Para uma pessoa se divertir tanto com o desgosto de estudantes de ensino médio, sua vida devia ser um verdadeiro fracasso, tediosa e sem nada de empolgante.
Ian se levantou.
— Eu e Jaqueline prometemos nunca mais enganar a diretora e nunca mais fugir da escola — direto e rápido.
— Sente-se — ela assentiu com a cabeça, claramente apreciando a humilhação. — Agora manifeste-se um dos demais.
Imediatamente um garoto se levantou. Reconheci o corpo espichado e desengonçado. Era o varapau. Ele me deu uma atravessada de olhos antes de começar. Inclinei a cabeça para o lado, olhando-o de cima para baixo. Esse vara de arrancar mamão.
— Prometemos nunca mais deixar alguém fugir do castigo na ausência da diretora. — Agora tudo fazia sentido, eles estavam de castigo por minha causa.
Fiquei feliz pelo ritual vergonhoso ter acabado tão rápido. Mas os minutos seguintes simplesmente não passavam. À medida em que o relógio se arrastava, o vazio em meu interior ia me sugando para o abismo.
Quando meu celular vibrou, supus que seria notificação de bateria fraca, já que não consegui carregá-la o suficiente, e ninguém além de Laura e Deby tinha esse número.
Mesmo assim, o peguei. O número não estava salvo, mas uma sútil familiaridade com os últimos dígitos me fez ter uma ideia de quem seria.
Abri a mensagem:
"Vamos fugir. Deste lugar, baby"
"Não"
"É uma música"
Eu conhecia a música e também entendi o trocadilho.

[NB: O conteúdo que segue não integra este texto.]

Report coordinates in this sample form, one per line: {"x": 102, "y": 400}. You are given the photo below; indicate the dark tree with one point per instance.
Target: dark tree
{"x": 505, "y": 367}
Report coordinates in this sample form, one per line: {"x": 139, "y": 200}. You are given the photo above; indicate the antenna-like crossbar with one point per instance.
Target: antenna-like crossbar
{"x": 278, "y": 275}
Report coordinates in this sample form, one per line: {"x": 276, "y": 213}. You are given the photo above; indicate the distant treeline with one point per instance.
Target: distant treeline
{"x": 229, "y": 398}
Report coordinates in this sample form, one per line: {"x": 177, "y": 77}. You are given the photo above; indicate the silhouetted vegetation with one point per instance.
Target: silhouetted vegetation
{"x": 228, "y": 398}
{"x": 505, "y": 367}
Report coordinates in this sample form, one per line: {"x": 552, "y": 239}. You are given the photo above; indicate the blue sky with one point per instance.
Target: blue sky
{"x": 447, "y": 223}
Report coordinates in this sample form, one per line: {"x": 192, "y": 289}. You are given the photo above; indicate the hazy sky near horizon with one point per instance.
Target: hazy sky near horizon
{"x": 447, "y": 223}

"Sei disso. Conheço Skank"
"Essa vai ser a nossa música. Não acha que combina?"
"Deixa eu adivinhar. Pediu meu número pra Laura de novo"
"Acertou"
Exatamente como da outra vez, recebi uma mensagem surtada dela:
"ELE ME PEDIU SEU NÚMERO RESERVA. O QUE VC ANDA APRONTANDO, JAQUELINE????!"

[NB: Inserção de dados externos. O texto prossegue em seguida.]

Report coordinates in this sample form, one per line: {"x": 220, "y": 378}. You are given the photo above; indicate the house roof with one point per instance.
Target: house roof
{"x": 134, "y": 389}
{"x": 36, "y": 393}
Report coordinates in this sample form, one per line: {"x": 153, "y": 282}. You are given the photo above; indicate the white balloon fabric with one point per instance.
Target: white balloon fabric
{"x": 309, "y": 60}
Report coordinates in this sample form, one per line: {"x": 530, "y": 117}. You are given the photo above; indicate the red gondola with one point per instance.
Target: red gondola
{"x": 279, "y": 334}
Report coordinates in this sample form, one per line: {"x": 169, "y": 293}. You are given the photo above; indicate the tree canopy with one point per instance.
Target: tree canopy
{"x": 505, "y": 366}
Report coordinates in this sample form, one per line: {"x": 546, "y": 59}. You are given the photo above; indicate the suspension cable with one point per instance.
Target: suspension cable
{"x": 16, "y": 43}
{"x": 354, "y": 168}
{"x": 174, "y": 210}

Ian não fazia ideia do buraco em que estava me enterrando ao fazer isso.
Mandei para ele:
"Pra que queria meu número dessa vez?"
"Eu estava aqui sem fazer nada e por acaso pensei: por que não bater um papo com a patricinha mais bem-humorada dessa sala? Então agora que estamos nos falando, toda a minha vida faz sentido"
Essa história de patricinha já deu. Eu ia responder à altura. Quando comecei a digitar, porém, senti uma coisa estranha que me fez ver tudo escuro. Ao me recuperar, meus dedos estavam ligeiramente trêmulos.
"Não sou patricinha e não sou daquela forma que vc me descreveu. Vc não me conhece, então não pode falar do que não sabe"
Eu poderia fazer melhor que isso, mas o tremor nas mãos não ajudava.
"Já ouviu falar que o exterior reflete o interior?"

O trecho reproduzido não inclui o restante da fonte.